How is the growing number of ESG regulations around the world impacting global insurance programmes and the insurance needs of multinationals? What specialty products are buyers looking at as a result?
Alex Gage: There is no ‘one-size-fits-all’ approach to dealing with ESG regulation, as there is no overarching global legislation for businesses to adhere to. This could create barriers to entry for many multinational businesses looking to grow and move into new territories. Risk managers for multinational operations need to work in partnership with their brokers and insurance providers to create holistic global insurance programmes that include appropriate coverage everywhere they do business so they can consistently manage risk regardless of the country or jurisdiction where a claim occurs.
Does rising protectionism globally mean it is becoming harder to establish a global insurance programme?
Alex Gage: Protectionism is a fact of life across the globe as regulators continuously seek to protect consumers and businesses alike within the confines of their own borders.

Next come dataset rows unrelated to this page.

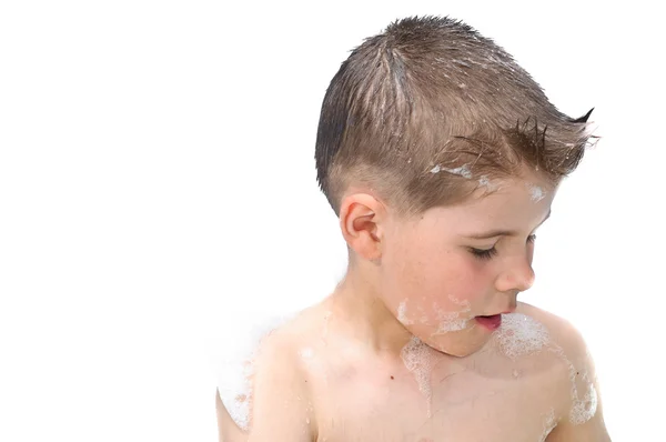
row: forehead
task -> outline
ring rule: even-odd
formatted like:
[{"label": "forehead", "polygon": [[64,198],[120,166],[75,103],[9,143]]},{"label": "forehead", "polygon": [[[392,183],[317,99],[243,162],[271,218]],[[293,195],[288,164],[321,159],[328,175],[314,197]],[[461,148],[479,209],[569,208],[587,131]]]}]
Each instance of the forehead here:
[{"label": "forehead", "polygon": [[556,188],[537,178],[502,180],[494,184],[491,193],[475,192],[458,204],[435,208],[423,221],[440,228],[446,222],[471,232],[488,228],[529,229],[548,213],[556,192]]}]

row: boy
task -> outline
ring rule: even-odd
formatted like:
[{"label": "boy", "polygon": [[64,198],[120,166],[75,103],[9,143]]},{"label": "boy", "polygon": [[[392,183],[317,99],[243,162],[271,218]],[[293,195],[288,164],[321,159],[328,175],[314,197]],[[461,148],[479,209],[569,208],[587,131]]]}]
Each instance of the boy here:
[{"label": "boy", "polygon": [[221,440],[609,441],[581,335],[516,301],[588,115],[448,18],[356,48],[315,152],[347,273],[262,340],[246,429],[216,398]]}]

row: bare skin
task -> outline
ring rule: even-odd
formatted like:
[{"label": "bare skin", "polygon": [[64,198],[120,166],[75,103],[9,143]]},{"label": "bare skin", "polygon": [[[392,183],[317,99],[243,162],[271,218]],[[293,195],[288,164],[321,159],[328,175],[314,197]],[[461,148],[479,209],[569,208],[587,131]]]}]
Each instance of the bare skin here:
[{"label": "bare skin", "polygon": [[[265,394],[258,389],[255,400],[273,406],[270,414],[274,418],[255,414],[253,421],[270,422],[266,428],[272,426],[273,440],[283,440],[276,426],[291,415],[299,430],[285,434],[302,441],[609,441],[601,398],[589,420],[569,421],[574,403],[567,362],[581,376],[594,379],[579,335],[562,319],[532,305],[519,303],[516,313],[543,323],[552,338],[549,346],[563,349],[565,356],[546,346],[512,360],[494,340],[465,358],[431,349],[428,416],[428,401],[402,358],[360,341],[361,333],[350,327],[335,297],[330,297],[266,341],[291,353],[283,362],[292,361],[285,369],[299,373],[292,379],[297,385],[285,385],[281,396],[274,389]],[[278,369],[273,365],[272,370]],[[300,399],[292,390],[300,392]],[[285,410],[281,404],[286,402],[296,406]],[[230,418],[220,423],[231,430],[222,441],[264,440],[254,434],[248,439]]]},{"label": "bare skin", "polygon": [[583,339],[516,300],[555,189],[528,172],[497,184],[406,220],[351,189],[340,224],[353,265],[264,339],[238,440],[609,441]]}]

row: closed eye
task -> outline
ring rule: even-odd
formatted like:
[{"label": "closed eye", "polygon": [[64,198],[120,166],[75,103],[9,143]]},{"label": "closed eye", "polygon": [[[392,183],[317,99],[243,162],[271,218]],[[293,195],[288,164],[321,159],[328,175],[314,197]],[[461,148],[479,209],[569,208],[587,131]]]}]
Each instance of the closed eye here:
[{"label": "closed eye", "polygon": [[[536,241],[536,234],[531,234],[529,237],[527,237],[527,243],[532,244],[534,243],[534,241]],[[476,258],[478,258],[480,260],[484,260],[487,261],[491,258],[495,257],[498,252],[497,249],[493,245],[492,249],[475,249],[475,248],[470,248],[470,252],[472,252],[472,254]]]}]

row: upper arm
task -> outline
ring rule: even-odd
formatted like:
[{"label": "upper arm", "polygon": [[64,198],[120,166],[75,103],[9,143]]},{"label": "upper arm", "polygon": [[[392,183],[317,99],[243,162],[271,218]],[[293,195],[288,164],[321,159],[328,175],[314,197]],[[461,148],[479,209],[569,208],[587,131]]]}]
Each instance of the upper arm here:
[{"label": "upper arm", "polygon": [[255,360],[249,442],[311,442],[314,416],[306,379],[282,336],[270,335]]},{"label": "upper arm", "polygon": [[220,399],[220,392],[215,391],[215,411],[218,414],[218,435],[220,442],[246,442],[248,435],[233,421],[229,411]]},{"label": "upper arm", "polygon": [[561,420],[547,442],[609,442],[603,416],[599,383],[594,361],[581,333],[567,325],[562,341],[567,365],[567,388]]}]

Beazley’s global programmes are built with precisely such restrictions in mind, and we combine multiple insurance solutions, local capabilities and licences within a single package to ensure that clients are properly insured regardless of where their risks are located and whatever the global regulatory trends are.
Are insurance regulators taking a tougher approach on compliance when it comes to global insurance programmes?
Alex Gage: There is a real focus on effective corporate governance globally, and as a result we are finding that regulatory and compliance risks associated with arranging global insurance programmes are increasing.
Risk managers for multinational businesses need to be able to think globally with the ability to act locally. Differing approaches to ESG regulation globally presents a challenge for multinational businesses to be able to do the ‘right thing’, as it is growing more complex by the day to ensure operations comply with ESG and all other regulations in all parts of the world that they operate.